Я наклонялся над единственной фотографией отца, где он стоит засунув руки в карманы драпового двубортного пальто и беспечно смотрит на меня из прошлого. Он стоит там, чуть сконфузясь, и пальто топорщится у него на рукавах оттого, что он не умеет его носить и оттого, что карманы глубоки.

На отце берет, сдвинутый назад и открывающий высокий лоб, толстый клетчатый шарф, а в петлице — зеленая ветка стланика. Отец улыбается, и чувствуется, что сейчас он перенесет тяжесть тела на правую ногу, сделает шаг и подойдет к фотографу.

Он стоит на фоне серых сараев с пятнами снега на плоских крышах. Под ногами у него дорожка, занесенная снегом так высоко, что позади выглядывают лишь кончики штакетника, и, должно быть, туфли, одетые по случаю праздника, на нем не по погоде. А дальше, за сараями, но уже нерезко, потому что не в фокусе, виднеются сопки в темных полосках оголившихся склонов.

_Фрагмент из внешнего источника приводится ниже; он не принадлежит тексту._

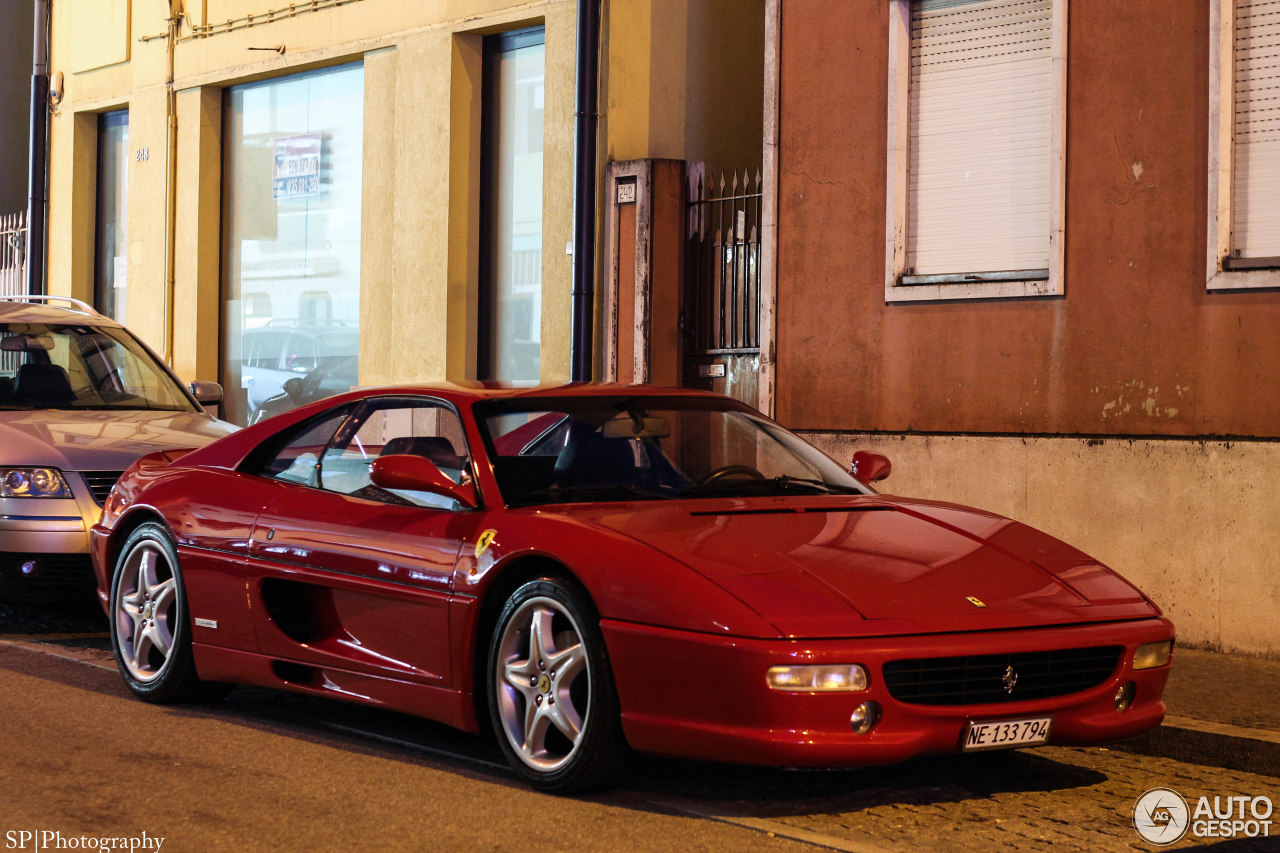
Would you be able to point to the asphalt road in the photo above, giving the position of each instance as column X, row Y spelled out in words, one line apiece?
column 273, row 771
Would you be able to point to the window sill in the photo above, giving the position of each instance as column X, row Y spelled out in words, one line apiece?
column 976, row 286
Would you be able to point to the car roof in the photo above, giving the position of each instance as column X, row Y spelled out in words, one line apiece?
column 50, row 309
column 465, row 392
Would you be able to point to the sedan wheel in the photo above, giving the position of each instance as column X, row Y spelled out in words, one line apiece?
column 552, row 694
column 149, row 620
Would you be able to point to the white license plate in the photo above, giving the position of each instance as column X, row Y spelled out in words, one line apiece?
column 1006, row 734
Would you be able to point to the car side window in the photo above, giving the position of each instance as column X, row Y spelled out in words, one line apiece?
column 396, row 425
column 298, row 459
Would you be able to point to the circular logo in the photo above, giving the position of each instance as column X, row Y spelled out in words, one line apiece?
column 1161, row 816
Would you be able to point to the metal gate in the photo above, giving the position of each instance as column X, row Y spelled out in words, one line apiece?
column 13, row 254
column 721, row 319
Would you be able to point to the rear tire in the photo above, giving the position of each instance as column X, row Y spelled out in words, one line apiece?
column 552, row 699
column 149, row 621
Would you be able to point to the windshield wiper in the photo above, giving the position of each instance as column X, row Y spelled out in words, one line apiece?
column 784, row 482
column 565, row 492
column 786, row 479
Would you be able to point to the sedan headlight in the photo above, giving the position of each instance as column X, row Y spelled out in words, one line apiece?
column 818, row 679
column 32, row 482
column 1152, row 655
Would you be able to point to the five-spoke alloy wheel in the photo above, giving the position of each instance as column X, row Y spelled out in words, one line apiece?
column 552, row 697
column 149, row 619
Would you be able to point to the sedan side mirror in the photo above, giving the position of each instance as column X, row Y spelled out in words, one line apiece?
column 206, row 392
column 412, row 473
column 871, row 466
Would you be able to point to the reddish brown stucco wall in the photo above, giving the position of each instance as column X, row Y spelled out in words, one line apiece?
column 1136, row 346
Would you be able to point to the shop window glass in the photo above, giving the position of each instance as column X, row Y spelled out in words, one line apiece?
column 292, row 195
column 110, row 259
column 511, row 258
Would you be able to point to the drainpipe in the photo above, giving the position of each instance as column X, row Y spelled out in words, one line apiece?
column 37, row 154
column 586, row 121
column 170, row 181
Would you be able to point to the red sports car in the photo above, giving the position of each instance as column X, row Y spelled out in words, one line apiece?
column 594, row 570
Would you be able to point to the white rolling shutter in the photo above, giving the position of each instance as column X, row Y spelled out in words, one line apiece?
column 1256, row 191
column 981, row 136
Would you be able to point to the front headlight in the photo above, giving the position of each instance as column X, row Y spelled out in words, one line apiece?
column 1148, row 656
column 817, row 679
column 32, row 482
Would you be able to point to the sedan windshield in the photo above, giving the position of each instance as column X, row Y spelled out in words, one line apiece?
column 625, row 448
column 46, row 365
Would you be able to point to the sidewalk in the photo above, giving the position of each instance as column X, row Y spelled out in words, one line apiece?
column 1224, row 710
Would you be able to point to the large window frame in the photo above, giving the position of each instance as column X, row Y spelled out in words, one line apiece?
column 1223, row 272
column 967, row 284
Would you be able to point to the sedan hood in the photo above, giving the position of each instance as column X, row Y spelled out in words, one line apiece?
column 858, row 566
column 100, row 439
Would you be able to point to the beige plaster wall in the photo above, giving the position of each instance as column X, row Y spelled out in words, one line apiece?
column 685, row 81
column 1193, row 523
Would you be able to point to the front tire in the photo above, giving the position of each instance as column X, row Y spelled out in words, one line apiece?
column 552, row 698
column 150, row 626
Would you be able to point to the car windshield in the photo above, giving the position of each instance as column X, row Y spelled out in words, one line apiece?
column 645, row 447
column 48, row 365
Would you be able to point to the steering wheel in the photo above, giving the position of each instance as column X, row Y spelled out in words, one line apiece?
column 731, row 470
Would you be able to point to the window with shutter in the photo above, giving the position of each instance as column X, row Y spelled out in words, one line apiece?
column 1244, row 145
column 976, row 168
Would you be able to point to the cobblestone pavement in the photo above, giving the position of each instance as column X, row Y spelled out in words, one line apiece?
column 1048, row 798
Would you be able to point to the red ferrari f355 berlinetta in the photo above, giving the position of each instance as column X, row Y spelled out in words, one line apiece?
column 592, row 570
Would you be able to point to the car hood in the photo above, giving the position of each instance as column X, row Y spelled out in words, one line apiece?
column 859, row 566
column 100, row 439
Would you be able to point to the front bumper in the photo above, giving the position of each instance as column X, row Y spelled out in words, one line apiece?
column 705, row 697
column 44, row 542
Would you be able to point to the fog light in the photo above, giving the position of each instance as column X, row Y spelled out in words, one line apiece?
column 817, row 679
column 863, row 717
column 1148, row 656
column 1124, row 696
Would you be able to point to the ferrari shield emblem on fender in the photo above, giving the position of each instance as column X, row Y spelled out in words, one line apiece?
column 484, row 542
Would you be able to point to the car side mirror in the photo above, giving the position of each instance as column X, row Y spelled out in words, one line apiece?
column 871, row 466
column 414, row 473
column 206, row 392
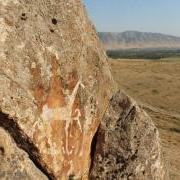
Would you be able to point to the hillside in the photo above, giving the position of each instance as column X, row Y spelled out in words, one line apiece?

У отца веселые молодые глаза, улыбка, и кажется, что в следующий момент он должен подойти к матери (словно она незримо здесь — за кадром), взять под руку и отправиться на единственную улицу городка, где заводской оркестр уже играет бодрый марш.

Скорее всего, был месяц май и отец вышел на демонстрацию и сфотографировался перед домом.

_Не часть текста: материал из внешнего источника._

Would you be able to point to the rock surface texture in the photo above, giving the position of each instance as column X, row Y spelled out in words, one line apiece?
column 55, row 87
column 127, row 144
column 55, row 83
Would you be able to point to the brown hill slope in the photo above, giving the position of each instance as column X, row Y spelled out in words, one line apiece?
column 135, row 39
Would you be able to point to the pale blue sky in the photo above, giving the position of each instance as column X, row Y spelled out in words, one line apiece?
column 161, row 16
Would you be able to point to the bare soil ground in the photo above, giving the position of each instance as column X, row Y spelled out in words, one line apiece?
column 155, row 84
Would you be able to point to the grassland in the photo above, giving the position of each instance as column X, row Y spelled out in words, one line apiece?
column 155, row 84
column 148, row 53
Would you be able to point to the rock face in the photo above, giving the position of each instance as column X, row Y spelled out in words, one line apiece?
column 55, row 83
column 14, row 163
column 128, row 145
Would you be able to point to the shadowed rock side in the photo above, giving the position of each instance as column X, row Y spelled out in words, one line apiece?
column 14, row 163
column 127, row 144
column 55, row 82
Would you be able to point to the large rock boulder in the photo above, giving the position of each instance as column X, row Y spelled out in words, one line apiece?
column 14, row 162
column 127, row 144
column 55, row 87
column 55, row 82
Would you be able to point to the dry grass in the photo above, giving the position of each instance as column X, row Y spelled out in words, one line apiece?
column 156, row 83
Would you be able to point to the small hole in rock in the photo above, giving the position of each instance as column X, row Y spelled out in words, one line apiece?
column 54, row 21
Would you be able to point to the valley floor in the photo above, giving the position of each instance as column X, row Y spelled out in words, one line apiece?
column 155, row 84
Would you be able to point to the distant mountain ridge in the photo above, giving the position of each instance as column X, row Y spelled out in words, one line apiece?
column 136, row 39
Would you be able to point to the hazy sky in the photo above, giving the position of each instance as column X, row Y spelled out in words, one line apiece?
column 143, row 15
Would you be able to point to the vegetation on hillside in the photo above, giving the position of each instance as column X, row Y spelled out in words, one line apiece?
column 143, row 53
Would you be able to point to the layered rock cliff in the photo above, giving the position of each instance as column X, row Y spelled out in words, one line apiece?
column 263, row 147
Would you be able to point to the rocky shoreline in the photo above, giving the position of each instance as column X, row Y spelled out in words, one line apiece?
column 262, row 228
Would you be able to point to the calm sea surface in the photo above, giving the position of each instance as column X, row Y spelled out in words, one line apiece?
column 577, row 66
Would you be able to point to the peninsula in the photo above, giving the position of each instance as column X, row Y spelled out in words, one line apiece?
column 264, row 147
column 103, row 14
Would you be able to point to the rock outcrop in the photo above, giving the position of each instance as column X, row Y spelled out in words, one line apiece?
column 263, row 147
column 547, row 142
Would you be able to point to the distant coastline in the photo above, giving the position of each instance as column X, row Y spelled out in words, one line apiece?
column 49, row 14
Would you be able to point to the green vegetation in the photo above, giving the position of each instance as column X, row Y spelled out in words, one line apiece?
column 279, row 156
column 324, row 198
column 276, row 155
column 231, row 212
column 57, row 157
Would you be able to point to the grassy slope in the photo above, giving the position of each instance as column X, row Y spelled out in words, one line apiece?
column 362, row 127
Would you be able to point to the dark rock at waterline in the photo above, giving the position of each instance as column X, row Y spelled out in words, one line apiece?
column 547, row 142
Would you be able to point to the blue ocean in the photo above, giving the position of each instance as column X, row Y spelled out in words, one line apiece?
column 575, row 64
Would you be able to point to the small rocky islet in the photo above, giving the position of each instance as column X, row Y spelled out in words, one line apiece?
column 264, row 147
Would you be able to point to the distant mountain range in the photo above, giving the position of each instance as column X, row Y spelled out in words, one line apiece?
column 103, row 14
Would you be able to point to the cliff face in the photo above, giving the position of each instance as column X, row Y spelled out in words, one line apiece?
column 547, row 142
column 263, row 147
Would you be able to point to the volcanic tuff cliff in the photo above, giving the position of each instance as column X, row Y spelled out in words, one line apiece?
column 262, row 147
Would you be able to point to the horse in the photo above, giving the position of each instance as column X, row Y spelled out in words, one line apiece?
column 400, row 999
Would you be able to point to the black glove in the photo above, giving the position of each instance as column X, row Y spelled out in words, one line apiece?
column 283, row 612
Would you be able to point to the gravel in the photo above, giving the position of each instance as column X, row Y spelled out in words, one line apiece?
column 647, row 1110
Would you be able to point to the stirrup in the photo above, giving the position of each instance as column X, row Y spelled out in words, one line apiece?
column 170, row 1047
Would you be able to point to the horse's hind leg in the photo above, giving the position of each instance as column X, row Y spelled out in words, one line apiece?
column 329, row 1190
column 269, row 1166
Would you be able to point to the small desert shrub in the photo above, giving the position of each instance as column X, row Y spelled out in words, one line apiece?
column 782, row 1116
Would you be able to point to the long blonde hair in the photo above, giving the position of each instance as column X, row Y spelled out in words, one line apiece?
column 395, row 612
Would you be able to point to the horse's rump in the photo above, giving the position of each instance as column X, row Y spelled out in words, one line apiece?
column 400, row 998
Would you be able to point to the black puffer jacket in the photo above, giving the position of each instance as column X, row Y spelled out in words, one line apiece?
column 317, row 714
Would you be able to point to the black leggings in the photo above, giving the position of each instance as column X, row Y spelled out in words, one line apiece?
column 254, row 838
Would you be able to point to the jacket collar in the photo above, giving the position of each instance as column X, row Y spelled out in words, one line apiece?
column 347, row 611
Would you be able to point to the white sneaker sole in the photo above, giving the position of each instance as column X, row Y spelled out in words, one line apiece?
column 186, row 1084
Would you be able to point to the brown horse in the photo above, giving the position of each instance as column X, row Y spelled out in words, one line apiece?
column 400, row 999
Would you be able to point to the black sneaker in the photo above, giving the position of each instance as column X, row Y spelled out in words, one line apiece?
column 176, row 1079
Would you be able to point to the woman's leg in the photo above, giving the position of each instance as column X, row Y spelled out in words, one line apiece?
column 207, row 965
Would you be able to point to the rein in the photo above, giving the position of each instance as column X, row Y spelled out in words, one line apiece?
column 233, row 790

Я никогда не наберу номер по телефону и не скажу:

— Привет, отец. Как дела?

А он никогда не вздохнет и не пожалуется на стариковские болячки.

Мы не войдем с ним в осенний лес, и он не вскинет ружье вслед пролетающей стае.

У нас никогда не будет ночного костра у туманной реки и полусонного разговора или общего молчания.

Он никогда не будет укачивать внука на городском бульваре, никогда не подбросит его на сильных руках, а у внука никогда не перехватит от этого дыхание.

Не будет ничего.

Ничего — из всего того, что могло бы быть.

Ибо...

Ибо прервалась нить.

Ибо живые предали мертвых.

Ибо страшная болезнь поразила нас, и мы продолжили череду отчаявшихся и равнодушных.

Я видел их.

Застывшие лица и мертвые глаза тянущих лямку до пенсии, или опустошенность сизой печати пьянства, или догму в рясе покорного послушания, замешанного на демагогии страха. Их было множество вариантов туповатого крестьянского подчинения или ожидания висельника, но с общим безразличием к тому, что называется будущим, ибо будущее было заранее кремировано под давно известным и ясным названием, обоснованным настолько научно и с такой дотошностью, что вытащи один камушек, и все рассыплется и превратится в прах и нечего будет собирать, а тем более оплакивать.